More precisely, a positive value indicates that the edge should have the same orientation as the layout orientation, a negative value indicates that the edge should have the opposite orientation as the layout orientation, and a value of zero means that the orientation can be chosen arbitrarily by the layout algorithm.

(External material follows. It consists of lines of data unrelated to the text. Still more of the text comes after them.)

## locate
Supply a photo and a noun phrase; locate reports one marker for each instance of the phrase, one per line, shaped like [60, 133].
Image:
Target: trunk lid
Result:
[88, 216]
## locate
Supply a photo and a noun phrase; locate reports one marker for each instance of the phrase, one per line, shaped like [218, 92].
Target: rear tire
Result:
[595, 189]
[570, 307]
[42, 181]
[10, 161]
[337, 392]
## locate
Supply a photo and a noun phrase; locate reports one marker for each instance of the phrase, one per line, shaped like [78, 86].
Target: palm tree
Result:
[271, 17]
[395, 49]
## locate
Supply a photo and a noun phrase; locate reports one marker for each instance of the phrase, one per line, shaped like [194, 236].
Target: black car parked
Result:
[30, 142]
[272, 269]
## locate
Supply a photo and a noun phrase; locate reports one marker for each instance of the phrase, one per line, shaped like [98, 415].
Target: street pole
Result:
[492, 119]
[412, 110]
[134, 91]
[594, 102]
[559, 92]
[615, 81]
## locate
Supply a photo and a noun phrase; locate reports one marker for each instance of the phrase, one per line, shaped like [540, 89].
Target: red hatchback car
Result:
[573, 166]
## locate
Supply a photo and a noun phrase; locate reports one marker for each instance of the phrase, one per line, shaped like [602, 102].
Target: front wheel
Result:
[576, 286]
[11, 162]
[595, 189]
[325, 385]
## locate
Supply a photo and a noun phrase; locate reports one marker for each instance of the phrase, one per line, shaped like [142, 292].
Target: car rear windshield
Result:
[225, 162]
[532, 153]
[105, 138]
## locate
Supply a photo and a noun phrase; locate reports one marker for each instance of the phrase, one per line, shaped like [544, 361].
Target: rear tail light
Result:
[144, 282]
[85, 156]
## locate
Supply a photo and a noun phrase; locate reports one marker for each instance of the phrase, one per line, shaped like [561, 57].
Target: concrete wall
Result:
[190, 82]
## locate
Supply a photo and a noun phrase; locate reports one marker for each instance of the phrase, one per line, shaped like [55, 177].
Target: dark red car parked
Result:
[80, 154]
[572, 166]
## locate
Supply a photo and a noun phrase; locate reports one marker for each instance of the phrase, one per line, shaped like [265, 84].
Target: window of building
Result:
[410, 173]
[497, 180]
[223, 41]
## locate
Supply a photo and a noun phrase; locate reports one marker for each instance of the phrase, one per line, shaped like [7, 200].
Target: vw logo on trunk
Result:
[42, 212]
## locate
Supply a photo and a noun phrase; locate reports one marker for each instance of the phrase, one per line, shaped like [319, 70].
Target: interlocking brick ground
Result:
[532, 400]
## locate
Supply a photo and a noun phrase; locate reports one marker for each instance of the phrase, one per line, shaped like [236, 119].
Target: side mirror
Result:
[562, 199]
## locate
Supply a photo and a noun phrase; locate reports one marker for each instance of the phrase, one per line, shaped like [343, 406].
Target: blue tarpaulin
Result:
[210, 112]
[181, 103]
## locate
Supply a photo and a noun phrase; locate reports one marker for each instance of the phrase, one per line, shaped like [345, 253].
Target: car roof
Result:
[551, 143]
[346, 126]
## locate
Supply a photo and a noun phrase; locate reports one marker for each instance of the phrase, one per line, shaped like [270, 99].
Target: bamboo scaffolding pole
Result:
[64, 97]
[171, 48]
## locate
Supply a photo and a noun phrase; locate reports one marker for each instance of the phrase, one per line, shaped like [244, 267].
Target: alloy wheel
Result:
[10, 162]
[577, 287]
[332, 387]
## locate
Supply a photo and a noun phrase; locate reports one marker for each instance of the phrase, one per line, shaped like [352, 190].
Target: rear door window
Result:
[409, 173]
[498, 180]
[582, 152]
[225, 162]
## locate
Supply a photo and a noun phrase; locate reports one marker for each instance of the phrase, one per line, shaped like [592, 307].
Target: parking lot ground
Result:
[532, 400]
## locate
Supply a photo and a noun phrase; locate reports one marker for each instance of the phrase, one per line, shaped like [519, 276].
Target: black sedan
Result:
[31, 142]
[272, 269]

If the edge orientation for an edge is not explicitly mapped in the mapper, it is assumed that it can have an arbitrary orientation.

conversionfinal

Examples

Specifying the edge orientation for specific edges can be accomplished easily by using the mapper property:

Using a mapper to set different edge orientations for some edges
layoutData.edgeOrientation.mapper.set(edge1, 1.0)
layoutData.edgeOrientation.mapper.set(edge2, -1.0)
// The edge orientation for all other edges is not defined

In cases where the edge orientation can be determined by looking at the edge itself it's often easier to just set a delegate instead of preparing a mapper:

Using a delegate to determine edge orientations
organicLayout.layoutOrientation = LayoutOrientation.TOP_TO_BOTTOM
layoutData.edgeOrientation = (edge) => {
  switch (edge.labels.first()!.text) {
    case 'downwards':
      return 1.0 // edges with label 'downwards' should point from top to bottom
    case 'upwards':
      return -1.0 // edges with label 'upwards' should point from bottom to top
    default:
      return 0.0 // for all other edges the algorithm can decide
  }
}

Finally, there's also the option to use the same value for all edges:

Using the layout orientation for all edges.
// all edges should have the same orientation as the layout
layoutData.edgeOrientation = 1.0

See Also

Developer's Guide
API
EDGE_ORIENTATION_DATA_KEY

layoutGridData

: LayoutGridData<TNode, TEdge, TNodeLabel, TEdgeLabel>
Gets or sets the layoutGridData.
A node is placed inside the columns/rows defined by the corresponding LayoutGridCellDescriptor. Instances can be shared among multiple nodes, but don't have to be shared.
For common nodes (i.e. non-group nodes) the OrganicLayout only considers single layout grid cells (i.e., no multi-cell descriptors). Furthermore, the algorithm will throw an ArgumentError if there is a layout grid and the descendants of a group node are assigned to different layout grid cells or if there are group nodes that are associated with a GroupNodeHandlingPolicy other than FREE. In addition, the OrganicLayout doesn't support multiple grids, i.e., all nodes have to be mapped to cells of the same layoutGrid.
final

Examples

The following sample shows how to assign nodes to layout grid cells simply via cell indices:

Assigning nodes to layout grid cells via indices
// Create four nodes and place them in grid cells in the following way
// +---+---+---+
// | 1 | 2 | 3 |
// +---+---+---+
//     | 4 |
//     +---+

const gridData = layoutData.layoutGridData

const node1 = graph.createNode()
const node2 = graph.createNode()
const node3 = graph.createNode()
const node4 = graph.createNode()

// Assign the nodes to their rows and columns.
// Note that you don't have to create or use LayoutGrid directly in this case.
// Setting the indices is enough.
gridData.rowIndices.mapper.set(node1, 0)
gridData.rowIndices.mapper.set(node2, 0)
gridData.rowIndices.mapper.set(node3, 0)
gridData.rowIndices.mapper.set(node4, 1)
gridData.columnIndices.mapper.set(node1, 0)
gridData.columnIndices.mapper.set(node2, 1)
gridData.columnIndices.mapper.set(node3, 2)
gridData.columnIndices.mapper.set(node4, 1)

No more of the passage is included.